要是只是射不出来其他一切都正常,他的jj又大又粗,技术又好,完全可以等她爽了再让他射啊,太美好了有没有?
廖伟伟越想越激动,她想棒棒糖了,哎呦喂,真是一刻都等不了了。
“张妈……张妈…….”廖伟伟一边喊,一边三步并作两步外房门外走去,楼下传来咚咚的声音,一个妇女形象的女人从楼梯下走了上来。
“快快,给我叫小李……”
“叫小李干嘛?”
“哪来这么多废话!”
张妈撇了撇嘴,一脸不服气的样子走回一楼,步子徐徐往外走去。
司机小李被张妈叫了进来,他和张妈一样俱是一副漫不经心的样子,那神色像是在说这位下了堂的女人又想干吗?
“送我去一个地方。”
廖伟伟越过他走出房门,身后并没人跟来,她一转头,发现小李仍旧站在原地一动都不动。
她皱了皱眉,问道:“干吗不走?”
“要是小姐又要去先生那,这恐怕不太好吧。”
不好,不好什么?
怕我受伤害还是怕你自己扣工资?
想必那天她去找过林柔之后,陈子昂就吩咐过下人了。
艹。
陈不泄你个软饭男,你手上的钱都是老娘的,让司机听你的?
呸,用她的钱泡妞不说,还要孤立她,凭什么听你的?
廖伟伟一转头,怒气冲冲地骂道:“哪这么多废话,快给老娘出来!”
可能是她最后那一句气场太强,司机小李身子抖了抖跟着出去了。
这个时间陈子昂应该还在公司…..
廖伟伟看了一眼小李的后脑勺,气得牙痒痒,想知道陈子昂的行程,问小李他会说吗?
应该不会吧。
那还得自己去蹲点,或者找私家侦探?
但是私家侦探也不安全,她记得以前她有个小姐妹嫁入豪门,新婚一年还未到,男人就有了外遇,她小姐妹当时就是找了一家不出名的侦探所,结果怎么样?
结果,私家侦探威胁她拿钱,不然就告诉她老公去。
怪事年年有,越有越缺德。
她倒不是怕陈子昂,只是,要是因此他设防,那不是连最后那一道杀手锏都难使了吗?
强x神马的只能最后来,她还要虐他心!!
廖伟伟坐进车里,烦躁地抓了抓头皮,她连面都见不上,不要说虐心了就是虐身也无法实现啊…..
再说,他现在身边不是还有个水做的女人。
或者,先把那女人先奸后杀?
“小姐想要去哪里?”
“你清楚陈子昂的行程吗?”
小李仍旧拿着后脑勺对着她,沉默了一会后才回答道:“不知道。”
好吧,她就说…..
“去公司!”
小李闻声不再说什么,启动车子使了出去。
廖伟伟看着身边一闪而过的绿树,忽然想到一个可能,陈子昂不想让她去打扰他们,让下人隐瞒着他的行程,但是,谁又说的准,他会不会让他们汇报她的行程?

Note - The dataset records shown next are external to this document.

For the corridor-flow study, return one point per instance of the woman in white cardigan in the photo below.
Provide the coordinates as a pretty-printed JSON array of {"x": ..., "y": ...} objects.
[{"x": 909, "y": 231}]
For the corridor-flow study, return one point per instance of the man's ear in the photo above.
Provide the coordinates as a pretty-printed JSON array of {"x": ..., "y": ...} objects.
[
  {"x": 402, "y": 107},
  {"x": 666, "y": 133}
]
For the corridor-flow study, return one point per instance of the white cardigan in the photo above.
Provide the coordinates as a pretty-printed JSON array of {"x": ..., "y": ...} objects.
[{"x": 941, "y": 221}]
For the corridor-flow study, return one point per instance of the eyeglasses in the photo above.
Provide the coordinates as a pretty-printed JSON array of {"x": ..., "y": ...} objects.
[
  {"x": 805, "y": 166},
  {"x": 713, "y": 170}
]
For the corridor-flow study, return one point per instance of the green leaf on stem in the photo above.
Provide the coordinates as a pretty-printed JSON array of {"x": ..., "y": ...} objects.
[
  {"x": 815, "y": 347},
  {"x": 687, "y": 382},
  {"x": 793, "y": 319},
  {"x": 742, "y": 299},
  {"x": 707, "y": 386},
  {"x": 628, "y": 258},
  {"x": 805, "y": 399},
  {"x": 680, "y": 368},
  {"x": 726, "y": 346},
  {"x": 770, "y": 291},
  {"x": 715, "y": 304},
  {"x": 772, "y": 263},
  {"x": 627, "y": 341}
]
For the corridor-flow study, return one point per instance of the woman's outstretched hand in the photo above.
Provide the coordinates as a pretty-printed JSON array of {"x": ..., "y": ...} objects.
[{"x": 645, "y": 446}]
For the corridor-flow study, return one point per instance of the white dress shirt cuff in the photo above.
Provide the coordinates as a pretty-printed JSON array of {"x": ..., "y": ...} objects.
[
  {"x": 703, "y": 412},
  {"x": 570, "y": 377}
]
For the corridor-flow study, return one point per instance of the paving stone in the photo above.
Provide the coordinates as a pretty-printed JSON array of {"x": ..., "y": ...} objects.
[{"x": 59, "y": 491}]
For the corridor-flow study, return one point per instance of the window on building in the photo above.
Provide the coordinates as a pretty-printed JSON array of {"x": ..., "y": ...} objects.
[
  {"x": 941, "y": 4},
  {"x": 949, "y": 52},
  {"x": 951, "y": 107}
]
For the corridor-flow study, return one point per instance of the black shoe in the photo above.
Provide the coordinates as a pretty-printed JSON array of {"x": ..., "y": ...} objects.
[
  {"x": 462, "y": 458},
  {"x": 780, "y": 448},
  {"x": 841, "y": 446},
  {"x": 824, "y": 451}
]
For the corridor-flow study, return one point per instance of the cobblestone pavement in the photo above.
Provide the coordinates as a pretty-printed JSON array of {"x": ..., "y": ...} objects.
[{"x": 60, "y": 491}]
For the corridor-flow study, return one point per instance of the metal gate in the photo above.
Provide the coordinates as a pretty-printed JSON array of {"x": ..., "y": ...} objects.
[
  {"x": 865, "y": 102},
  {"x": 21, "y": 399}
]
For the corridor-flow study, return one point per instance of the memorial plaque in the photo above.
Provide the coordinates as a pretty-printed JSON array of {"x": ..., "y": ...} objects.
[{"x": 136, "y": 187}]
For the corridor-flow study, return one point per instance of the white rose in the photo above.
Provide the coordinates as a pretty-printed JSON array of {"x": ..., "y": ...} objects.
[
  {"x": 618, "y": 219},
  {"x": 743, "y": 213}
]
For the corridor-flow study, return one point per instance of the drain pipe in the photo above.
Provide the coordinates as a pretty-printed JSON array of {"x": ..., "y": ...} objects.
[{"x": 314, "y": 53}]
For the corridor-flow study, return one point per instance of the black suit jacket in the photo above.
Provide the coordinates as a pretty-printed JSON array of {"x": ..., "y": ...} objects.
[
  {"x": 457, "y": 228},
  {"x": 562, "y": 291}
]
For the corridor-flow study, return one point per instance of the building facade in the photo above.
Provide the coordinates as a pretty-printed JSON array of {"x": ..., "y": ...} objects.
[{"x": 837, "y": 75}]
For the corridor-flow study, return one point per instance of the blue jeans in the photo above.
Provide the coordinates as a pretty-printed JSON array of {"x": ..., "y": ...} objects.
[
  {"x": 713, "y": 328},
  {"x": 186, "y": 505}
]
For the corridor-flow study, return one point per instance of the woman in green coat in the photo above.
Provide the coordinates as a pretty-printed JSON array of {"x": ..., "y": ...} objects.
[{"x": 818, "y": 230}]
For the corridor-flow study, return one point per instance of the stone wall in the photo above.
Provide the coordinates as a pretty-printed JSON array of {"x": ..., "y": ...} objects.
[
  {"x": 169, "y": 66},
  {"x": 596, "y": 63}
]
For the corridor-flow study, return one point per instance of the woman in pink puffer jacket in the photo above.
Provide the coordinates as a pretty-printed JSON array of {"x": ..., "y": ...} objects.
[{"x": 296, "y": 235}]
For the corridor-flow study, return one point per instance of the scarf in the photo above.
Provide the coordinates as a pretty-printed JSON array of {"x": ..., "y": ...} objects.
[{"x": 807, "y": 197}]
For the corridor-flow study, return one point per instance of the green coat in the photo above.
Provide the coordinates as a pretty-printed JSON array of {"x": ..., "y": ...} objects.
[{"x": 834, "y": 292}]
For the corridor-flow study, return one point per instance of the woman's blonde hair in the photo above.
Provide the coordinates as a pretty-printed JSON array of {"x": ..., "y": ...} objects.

这样子一来,她的预谋很快就会被戳穿,他有了防备,还怎么出手?
麻痹,毫无进展啊!!
看来这个小李,不对,家里好多人都不能用。
“小李,陈子昂让你说我的行踪没?”
“你知道了?”
看,果真被她猜中了。
可是,他又是什么时候想要知道她在做什么?
难道……
“是不是那天咖啡厅之后?”
“………”
小李忽觉自己刚刚口误,不再理会廖伟伟之后那个问题,看似专注地开着车。
“调头。”廖伟伟忽然想到还有一个男人自己可以用用。